Truax told something similar to The Goldendale Sentinel. "If she was being truthful with voters, Carolyn Long would amend her pledge to state that she won't accept corporate PAC money unless it's been legally laundered," Truax told the Goldendale newspaper.

Is accepting funding from the Democratic Congressional Campaign Committee a violation of that pledge? According to Long's campaign, no — The DCCC isn't a corporate PAC. Case closed.

In a written statement, Long campaign manager Abby Olmstead called the claim "yet another political headfake from Jaime."



"While Carolyn Long has refused to ever take a dime of corporate PAC money, Herrera Beutler is inventing increasingly absurd excuses for why she's taken nearly $2 million from corporate PACs and spent her decade in Congress voting their way," Olmstead said. She also pointed to Long's anticorruption plan, which would ban corporate PACs from contributing to candidates directly.
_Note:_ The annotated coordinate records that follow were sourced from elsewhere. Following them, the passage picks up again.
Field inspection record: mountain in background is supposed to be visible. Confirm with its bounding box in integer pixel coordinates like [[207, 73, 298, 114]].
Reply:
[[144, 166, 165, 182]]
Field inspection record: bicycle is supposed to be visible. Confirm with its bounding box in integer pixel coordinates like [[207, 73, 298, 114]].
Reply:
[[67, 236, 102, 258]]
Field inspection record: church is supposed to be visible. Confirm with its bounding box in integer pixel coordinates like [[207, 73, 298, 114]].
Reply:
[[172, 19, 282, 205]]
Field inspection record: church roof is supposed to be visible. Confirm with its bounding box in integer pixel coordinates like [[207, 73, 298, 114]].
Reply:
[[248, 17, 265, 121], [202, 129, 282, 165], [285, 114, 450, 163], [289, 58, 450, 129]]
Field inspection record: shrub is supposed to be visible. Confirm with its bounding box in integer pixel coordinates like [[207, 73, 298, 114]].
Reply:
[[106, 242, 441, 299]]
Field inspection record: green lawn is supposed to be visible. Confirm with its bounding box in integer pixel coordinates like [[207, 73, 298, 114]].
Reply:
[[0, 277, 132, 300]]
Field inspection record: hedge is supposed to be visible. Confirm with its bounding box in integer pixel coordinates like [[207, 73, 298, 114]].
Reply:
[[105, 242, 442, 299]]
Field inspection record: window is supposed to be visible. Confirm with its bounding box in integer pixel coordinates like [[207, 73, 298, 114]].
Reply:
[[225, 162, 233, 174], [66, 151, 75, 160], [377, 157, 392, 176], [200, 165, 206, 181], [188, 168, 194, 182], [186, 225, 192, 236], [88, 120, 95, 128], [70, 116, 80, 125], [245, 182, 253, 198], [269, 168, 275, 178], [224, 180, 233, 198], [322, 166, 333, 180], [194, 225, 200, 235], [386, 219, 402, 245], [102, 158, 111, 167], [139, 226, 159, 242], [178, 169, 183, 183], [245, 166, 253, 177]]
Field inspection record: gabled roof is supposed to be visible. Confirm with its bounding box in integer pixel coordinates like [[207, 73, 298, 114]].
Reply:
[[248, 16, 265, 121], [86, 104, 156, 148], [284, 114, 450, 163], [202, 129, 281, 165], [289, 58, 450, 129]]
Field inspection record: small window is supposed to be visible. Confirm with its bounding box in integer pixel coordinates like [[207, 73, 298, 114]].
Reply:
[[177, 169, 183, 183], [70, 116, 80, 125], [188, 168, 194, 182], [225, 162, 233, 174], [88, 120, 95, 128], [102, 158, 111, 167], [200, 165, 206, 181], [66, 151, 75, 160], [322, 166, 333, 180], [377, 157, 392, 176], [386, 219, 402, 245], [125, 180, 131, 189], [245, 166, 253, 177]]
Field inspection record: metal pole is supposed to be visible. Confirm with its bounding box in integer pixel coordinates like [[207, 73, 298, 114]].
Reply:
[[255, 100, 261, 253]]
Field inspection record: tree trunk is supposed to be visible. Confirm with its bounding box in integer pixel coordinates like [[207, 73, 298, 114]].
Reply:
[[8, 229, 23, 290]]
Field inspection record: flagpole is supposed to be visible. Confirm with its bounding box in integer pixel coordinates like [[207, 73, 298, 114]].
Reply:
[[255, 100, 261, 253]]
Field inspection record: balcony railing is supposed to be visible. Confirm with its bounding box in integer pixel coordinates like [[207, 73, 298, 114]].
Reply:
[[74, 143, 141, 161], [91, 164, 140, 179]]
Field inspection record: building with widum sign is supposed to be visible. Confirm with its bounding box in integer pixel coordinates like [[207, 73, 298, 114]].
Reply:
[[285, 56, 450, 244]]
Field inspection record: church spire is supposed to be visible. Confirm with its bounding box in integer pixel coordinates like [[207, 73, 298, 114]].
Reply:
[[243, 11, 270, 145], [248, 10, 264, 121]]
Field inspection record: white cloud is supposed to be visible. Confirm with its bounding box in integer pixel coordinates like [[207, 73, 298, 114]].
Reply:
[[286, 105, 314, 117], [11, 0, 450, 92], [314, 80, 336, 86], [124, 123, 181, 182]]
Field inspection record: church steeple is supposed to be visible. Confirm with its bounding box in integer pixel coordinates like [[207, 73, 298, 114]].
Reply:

The DCCC, for what it's worth, does accept corporate PAC dollars, and has raised north of $290 million this election cycle in total to support Democratic candidates for Congress nationwide. Top donors included asset management firm Grosvenor Capital Management and the Walt Disney Corporation.

The DCCC has spent around $468,000 to try and unseat Herrera Beutler come Nov. 3. The National Republican Congressional Committee, the DCCC's counterpart, has spent about $491,00 against Long.

Over the course of their campaigns, both candidates have raised enormous sums reflective of the competitive nature of the race: Herrera Beutler brought in $3.65 million, and Long raised around $3.47 million.